One way to describe hearing loss is as “congenital” or “acquired”. Acquired hearing loss is a hearing loss that present after birth. The hearing problem can occur at any time in one’s life, as a result of an illness or injury. It can be due to many factors include presbycusis which is age- related hearing loss. Mostly it occurs bilaterally and occurs gradually over time, thus it is sometime difficult to notice. Besides, noise could also cause sensorineural hearing loss. It is due to over exposure to loud noise for a period of time. In most cases, those who work in machine factory or high intense noise environment are more susceptible to get noise induce hearing loss. Diseases and infections such as measles, meningitis and mumps can also cause sensorineural hearing loss.
Congenital hearing loss means the babies was born with hearing loss. They are identified through newborn hearing screening test. For many cases the cause of hearing loss among baby is unknown. It is estimated 1 in 500 newborn baby develops hearing loss during early childhood.
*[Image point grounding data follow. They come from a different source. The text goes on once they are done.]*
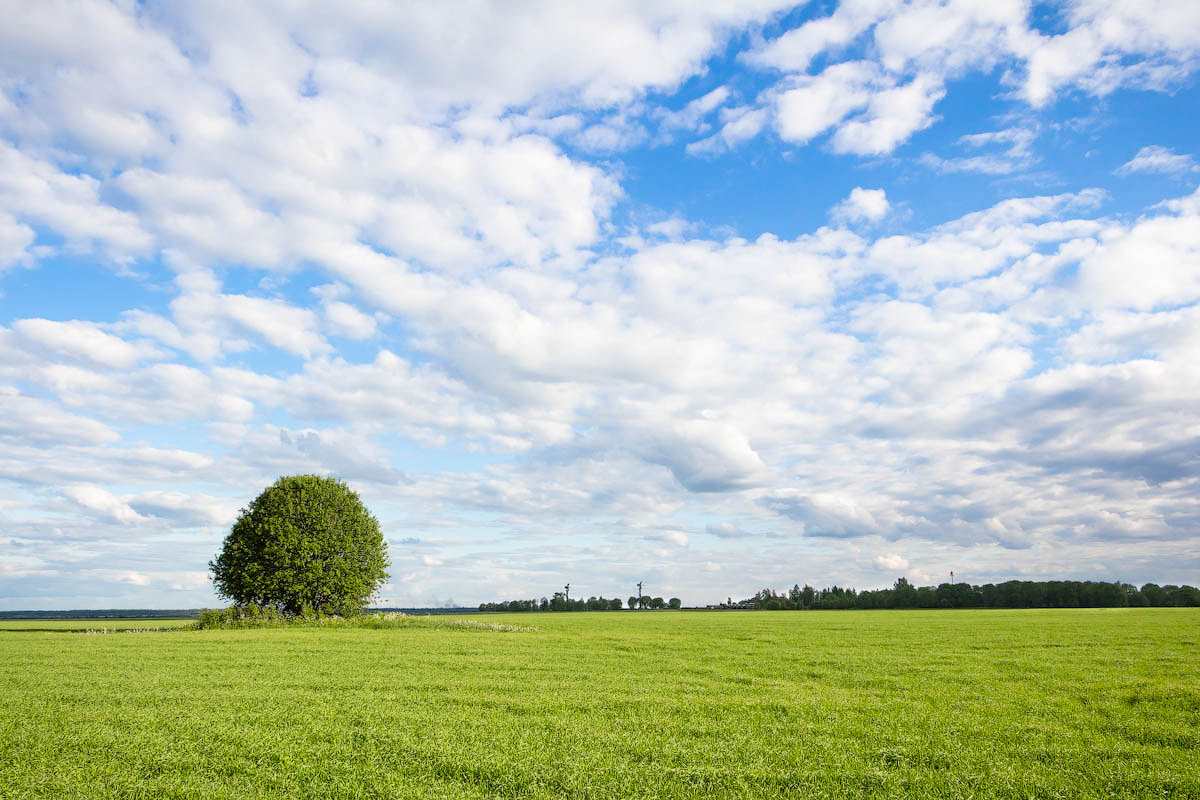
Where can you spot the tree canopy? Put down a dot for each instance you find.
(305, 546)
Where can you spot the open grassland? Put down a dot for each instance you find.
(90, 625)
(1089, 703)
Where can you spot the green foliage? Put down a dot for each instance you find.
(306, 546)
(1055, 703)
(1011, 594)
(255, 617)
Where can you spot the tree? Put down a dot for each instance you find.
(305, 545)
(904, 594)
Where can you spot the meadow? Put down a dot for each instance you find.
(1047, 703)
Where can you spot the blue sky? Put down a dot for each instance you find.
(714, 296)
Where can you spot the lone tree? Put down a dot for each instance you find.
(305, 545)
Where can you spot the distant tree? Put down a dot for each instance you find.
(904, 594)
(305, 545)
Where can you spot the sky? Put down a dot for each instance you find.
(713, 295)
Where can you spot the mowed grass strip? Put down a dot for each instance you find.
(1089, 703)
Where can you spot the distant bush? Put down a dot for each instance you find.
(259, 617)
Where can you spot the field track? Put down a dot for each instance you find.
(1087, 703)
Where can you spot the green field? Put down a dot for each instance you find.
(1089, 703)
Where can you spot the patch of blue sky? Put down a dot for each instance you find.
(78, 286)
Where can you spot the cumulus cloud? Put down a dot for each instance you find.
(354, 250)
(100, 500)
(862, 205)
(892, 561)
(1155, 158)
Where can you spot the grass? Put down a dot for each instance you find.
(1089, 703)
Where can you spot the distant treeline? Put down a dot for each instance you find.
(106, 613)
(561, 602)
(1011, 594)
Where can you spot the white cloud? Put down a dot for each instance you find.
(891, 561)
(807, 107)
(862, 205)
(1155, 158)
(81, 341)
(94, 498)
(892, 116)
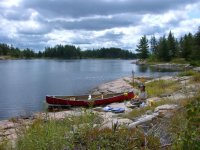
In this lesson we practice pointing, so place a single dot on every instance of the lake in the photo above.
(25, 83)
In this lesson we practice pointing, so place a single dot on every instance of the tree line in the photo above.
(169, 47)
(6, 50)
(66, 52)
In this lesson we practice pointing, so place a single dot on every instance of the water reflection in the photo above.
(24, 83)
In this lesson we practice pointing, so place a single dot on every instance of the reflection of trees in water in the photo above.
(143, 68)
(154, 69)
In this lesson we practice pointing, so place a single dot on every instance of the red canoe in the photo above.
(83, 100)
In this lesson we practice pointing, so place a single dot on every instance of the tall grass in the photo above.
(81, 132)
(54, 134)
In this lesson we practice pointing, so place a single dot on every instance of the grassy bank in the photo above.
(87, 131)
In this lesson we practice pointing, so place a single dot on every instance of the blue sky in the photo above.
(90, 24)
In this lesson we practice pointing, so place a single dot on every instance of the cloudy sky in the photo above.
(90, 24)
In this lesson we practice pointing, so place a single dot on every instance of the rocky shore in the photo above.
(9, 128)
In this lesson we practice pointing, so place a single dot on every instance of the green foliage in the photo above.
(6, 50)
(5, 144)
(114, 139)
(172, 45)
(55, 134)
(81, 132)
(166, 49)
(108, 53)
(186, 126)
(142, 48)
(62, 51)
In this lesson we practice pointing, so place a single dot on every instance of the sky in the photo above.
(92, 24)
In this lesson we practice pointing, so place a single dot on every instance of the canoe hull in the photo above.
(53, 100)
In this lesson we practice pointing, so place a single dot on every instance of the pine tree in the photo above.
(173, 50)
(163, 50)
(142, 48)
(187, 46)
(153, 46)
(196, 49)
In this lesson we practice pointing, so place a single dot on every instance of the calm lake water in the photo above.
(25, 83)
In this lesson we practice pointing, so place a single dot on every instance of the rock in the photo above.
(166, 110)
(117, 121)
(166, 107)
(143, 119)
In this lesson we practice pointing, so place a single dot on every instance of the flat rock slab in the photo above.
(166, 107)
(116, 121)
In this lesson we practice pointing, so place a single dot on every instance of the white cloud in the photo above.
(117, 25)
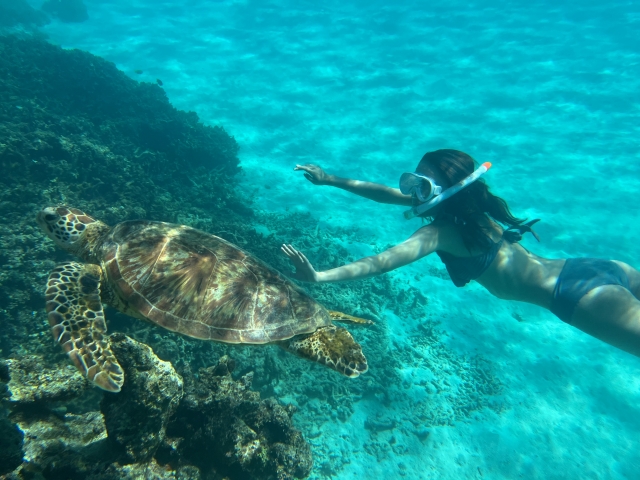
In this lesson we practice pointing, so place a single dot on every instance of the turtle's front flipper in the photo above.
(343, 317)
(77, 323)
(332, 346)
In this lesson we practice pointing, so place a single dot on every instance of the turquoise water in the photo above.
(547, 92)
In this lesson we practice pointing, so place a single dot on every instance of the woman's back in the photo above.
(514, 273)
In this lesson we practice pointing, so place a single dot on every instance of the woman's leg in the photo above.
(634, 278)
(610, 313)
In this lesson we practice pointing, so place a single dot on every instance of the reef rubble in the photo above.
(163, 424)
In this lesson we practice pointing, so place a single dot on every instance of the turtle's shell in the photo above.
(202, 286)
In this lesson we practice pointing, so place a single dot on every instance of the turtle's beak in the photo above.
(47, 218)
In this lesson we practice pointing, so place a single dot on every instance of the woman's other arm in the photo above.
(420, 244)
(372, 191)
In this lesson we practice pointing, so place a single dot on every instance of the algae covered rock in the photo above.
(221, 424)
(11, 452)
(31, 379)
(137, 417)
(62, 443)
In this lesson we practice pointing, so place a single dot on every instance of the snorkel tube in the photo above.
(465, 182)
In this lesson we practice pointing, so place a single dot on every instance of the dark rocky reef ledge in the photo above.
(161, 425)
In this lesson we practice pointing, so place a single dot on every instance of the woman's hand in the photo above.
(304, 270)
(314, 174)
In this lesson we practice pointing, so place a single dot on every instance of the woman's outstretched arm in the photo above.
(373, 191)
(420, 244)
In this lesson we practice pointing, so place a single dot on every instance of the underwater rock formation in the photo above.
(30, 380)
(222, 424)
(218, 427)
(69, 11)
(136, 418)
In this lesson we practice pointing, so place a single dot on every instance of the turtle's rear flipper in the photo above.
(77, 323)
(332, 346)
(343, 317)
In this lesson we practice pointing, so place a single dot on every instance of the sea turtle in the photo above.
(184, 280)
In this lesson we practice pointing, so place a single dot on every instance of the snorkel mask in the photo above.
(425, 190)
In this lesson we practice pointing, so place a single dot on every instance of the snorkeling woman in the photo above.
(476, 237)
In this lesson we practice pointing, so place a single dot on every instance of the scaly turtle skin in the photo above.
(186, 281)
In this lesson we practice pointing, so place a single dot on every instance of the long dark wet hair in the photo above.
(472, 204)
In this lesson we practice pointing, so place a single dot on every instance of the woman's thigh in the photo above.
(612, 314)
(634, 278)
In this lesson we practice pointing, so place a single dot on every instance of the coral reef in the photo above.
(149, 429)
(75, 130)
(221, 422)
(152, 391)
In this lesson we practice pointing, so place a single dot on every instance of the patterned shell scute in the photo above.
(202, 286)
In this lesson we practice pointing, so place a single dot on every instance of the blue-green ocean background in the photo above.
(545, 90)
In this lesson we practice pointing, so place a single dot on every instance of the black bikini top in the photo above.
(464, 269)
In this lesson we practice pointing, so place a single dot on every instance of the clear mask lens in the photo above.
(421, 187)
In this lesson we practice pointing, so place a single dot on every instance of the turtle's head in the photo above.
(71, 229)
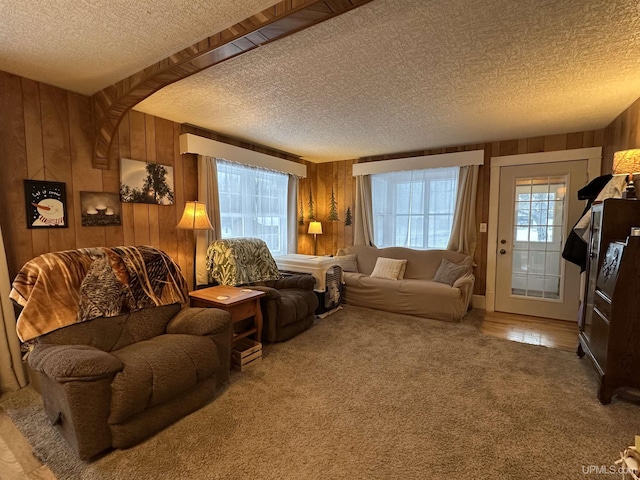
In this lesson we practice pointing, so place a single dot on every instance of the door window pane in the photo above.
(539, 212)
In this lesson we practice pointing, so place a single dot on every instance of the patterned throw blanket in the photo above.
(239, 261)
(62, 288)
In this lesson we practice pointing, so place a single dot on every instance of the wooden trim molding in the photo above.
(111, 104)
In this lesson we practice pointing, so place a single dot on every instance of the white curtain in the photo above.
(363, 215)
(292, 214)
(207, 193)
(463, 232)
(12, 374)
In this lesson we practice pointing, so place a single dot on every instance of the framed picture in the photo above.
(142, 182)
(100, 209)
(46, 204)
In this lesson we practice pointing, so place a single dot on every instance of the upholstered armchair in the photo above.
(114, 380)
(289, 306)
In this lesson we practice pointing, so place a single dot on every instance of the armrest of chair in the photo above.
(303, 282)
(199, 321)
(465, 285)
(64, 363)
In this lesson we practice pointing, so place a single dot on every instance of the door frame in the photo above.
(593, 155)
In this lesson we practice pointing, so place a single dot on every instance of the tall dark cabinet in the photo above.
(610, 323)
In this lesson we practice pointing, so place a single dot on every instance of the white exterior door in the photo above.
(538, 206)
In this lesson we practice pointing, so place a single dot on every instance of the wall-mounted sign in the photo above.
(46, 204)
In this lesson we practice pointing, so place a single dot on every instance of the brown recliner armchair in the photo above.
(289, 306)
(112, 381)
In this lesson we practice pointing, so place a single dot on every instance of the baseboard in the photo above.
(479, 301)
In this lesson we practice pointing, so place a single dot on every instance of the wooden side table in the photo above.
(241, 303)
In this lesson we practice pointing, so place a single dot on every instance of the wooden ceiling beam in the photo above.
(111, 104)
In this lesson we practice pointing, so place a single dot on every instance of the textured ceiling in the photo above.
(390, 76)
(402, 75)
(87, 45)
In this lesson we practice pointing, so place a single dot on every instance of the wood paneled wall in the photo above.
(622, 134)
(324, 176)
(46, 134)
(321, 179)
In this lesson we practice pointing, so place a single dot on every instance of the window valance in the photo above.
(190, 143)
(455, 159)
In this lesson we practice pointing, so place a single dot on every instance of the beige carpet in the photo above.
(371, 395)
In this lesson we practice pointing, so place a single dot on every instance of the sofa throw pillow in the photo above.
(388, 268)
(448, 272)
(349, 263)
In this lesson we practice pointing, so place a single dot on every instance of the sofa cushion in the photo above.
(296, 304)
(448, 272)
(114, 333)
(158, 370)
(388, 268)
(349, 263)
(421, 264)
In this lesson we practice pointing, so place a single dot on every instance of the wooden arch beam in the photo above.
(111, 104)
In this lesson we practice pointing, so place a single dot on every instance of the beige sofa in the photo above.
(417, 293)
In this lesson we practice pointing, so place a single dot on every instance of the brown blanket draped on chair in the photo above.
(61, 288)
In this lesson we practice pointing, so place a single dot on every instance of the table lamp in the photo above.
(627, 162)
(194, 218)
(316, 229)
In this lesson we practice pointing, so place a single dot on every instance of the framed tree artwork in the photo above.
(46, 204)
(142, 182)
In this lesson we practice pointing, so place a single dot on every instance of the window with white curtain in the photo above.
(414, 208)
(253, 203)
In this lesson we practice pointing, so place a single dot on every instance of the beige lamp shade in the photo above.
(315, 228)
(195, 217)
(626, 161)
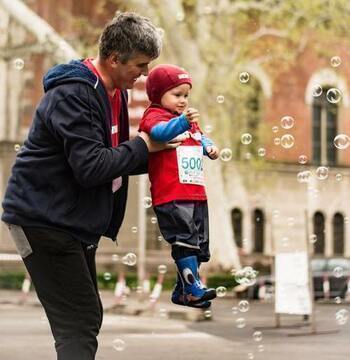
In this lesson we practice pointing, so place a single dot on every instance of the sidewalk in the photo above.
(133, 305)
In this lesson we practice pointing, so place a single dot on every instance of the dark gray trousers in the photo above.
(185, 225)
(63, 272)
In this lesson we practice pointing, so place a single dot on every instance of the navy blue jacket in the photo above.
(62, 177)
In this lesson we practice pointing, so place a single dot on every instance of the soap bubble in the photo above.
(322, 172)
(162, 269)
(240, 323)
(118, 344)
(257, 336)
(221, 291)
(335, 61)
(246, 276)
(147, 202)
(243, 306)
(107, 276)
(317, 90)
(244, 77)
(220, 99)
(246, 138)
(342, 316)
(287, 122)
(302, 159)
(334, 95)
(129, 259)
(287, 141)
(226, 154)
(341, 141)
(18, 64)
(261, 152)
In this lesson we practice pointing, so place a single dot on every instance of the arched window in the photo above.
(249, 106)
(338, 234)
(319, 231)
(324, 130)
(236, 218)
(258, 230)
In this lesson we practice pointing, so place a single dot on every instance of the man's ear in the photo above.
(113, 59)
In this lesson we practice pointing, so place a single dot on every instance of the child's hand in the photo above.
(212, 151)
(192, 115)
(182, 137)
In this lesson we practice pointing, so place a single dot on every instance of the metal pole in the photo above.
(142, 227)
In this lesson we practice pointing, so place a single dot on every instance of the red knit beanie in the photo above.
(163, 78)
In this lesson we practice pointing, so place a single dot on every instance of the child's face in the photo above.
(176, 99)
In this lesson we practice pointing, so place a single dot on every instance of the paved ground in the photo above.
(25, 334)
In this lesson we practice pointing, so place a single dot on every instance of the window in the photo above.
(319, 231)
(249, 107)
(324, 130)
(338, 234)
(236, 218)
(153, 234)
(258, 230)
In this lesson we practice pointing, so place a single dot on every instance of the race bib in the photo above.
(190, 164)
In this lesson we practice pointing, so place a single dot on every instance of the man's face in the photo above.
(125, 75)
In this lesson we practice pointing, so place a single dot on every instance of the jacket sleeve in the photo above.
(165, 131)
(206, 142)
(80, 129)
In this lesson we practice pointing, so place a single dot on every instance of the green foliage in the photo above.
(11, 280)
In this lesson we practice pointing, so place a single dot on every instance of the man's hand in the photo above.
(212, 151)
(154, 146)
(192, 115)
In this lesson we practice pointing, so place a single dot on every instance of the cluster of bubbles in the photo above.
(129, 259)
(246, 276)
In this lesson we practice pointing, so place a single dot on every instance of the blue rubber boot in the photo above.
(193, 288)
(178, 296)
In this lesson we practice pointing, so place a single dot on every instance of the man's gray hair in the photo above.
(129, 34)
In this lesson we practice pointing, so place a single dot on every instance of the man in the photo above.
(69, 184)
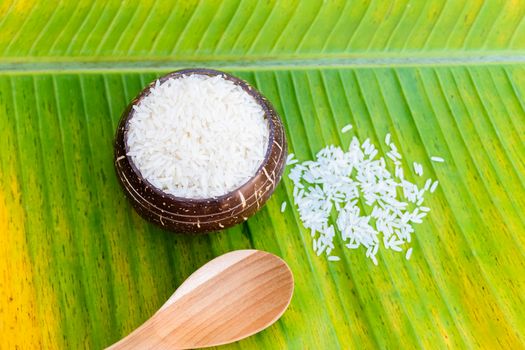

There are many causes of hearing problem among children; some are genetic which is caused by a baby’s genes or non-genetic such as certain infections the mother has during pregnancy, or infections the newborn baby has. The genetic forms of hearing loss are diagnosed by a team that includes an Ear Nose and Throat (ENT) doctors, an audiologist through physical examination, family history, ancillary testing (e.g., CT examination of the temporal bone), and molecular genetic testing.
It is estimated that 70% of genetic hearing loss are due to recessive causes while 15% have a dominant cause; and the remaining 15% include all the other forms of inheritance. Connexin 26 (abbreviated CX26) gene is the most common cause of congenital sensorineural hearing loss and responsible for half of all the recessive cases of hearing loss. It is genetically transmitted from parent to child in a recessive manner, which means that an affected individual must inherit one copy of the non-functioning gene from each parent. Carriers who only have one copy of the gene (i.e. one normal gene and one mutated gene) do not manifest any of the signs of the condition, but have a 1 in 2 chance of passing on the defective gene to their children (who would then also be carriers only), and a 1 in 4 chance of having an affected child if the other parent is also a carrier.
Unlike conductive hearing loss, sensorineural hearing loss cannot be corrected by medical or surgical. It is irreversible, therefore permanent. Sensorineural hearing loss generally managed through aural rehabilitation, which may include amplification with hearing aids, cochlear implants, or an assistive listening device. In some instances, medical treatment may be required – for example, surgical removal of acoustic neuroma – but these cases are less common.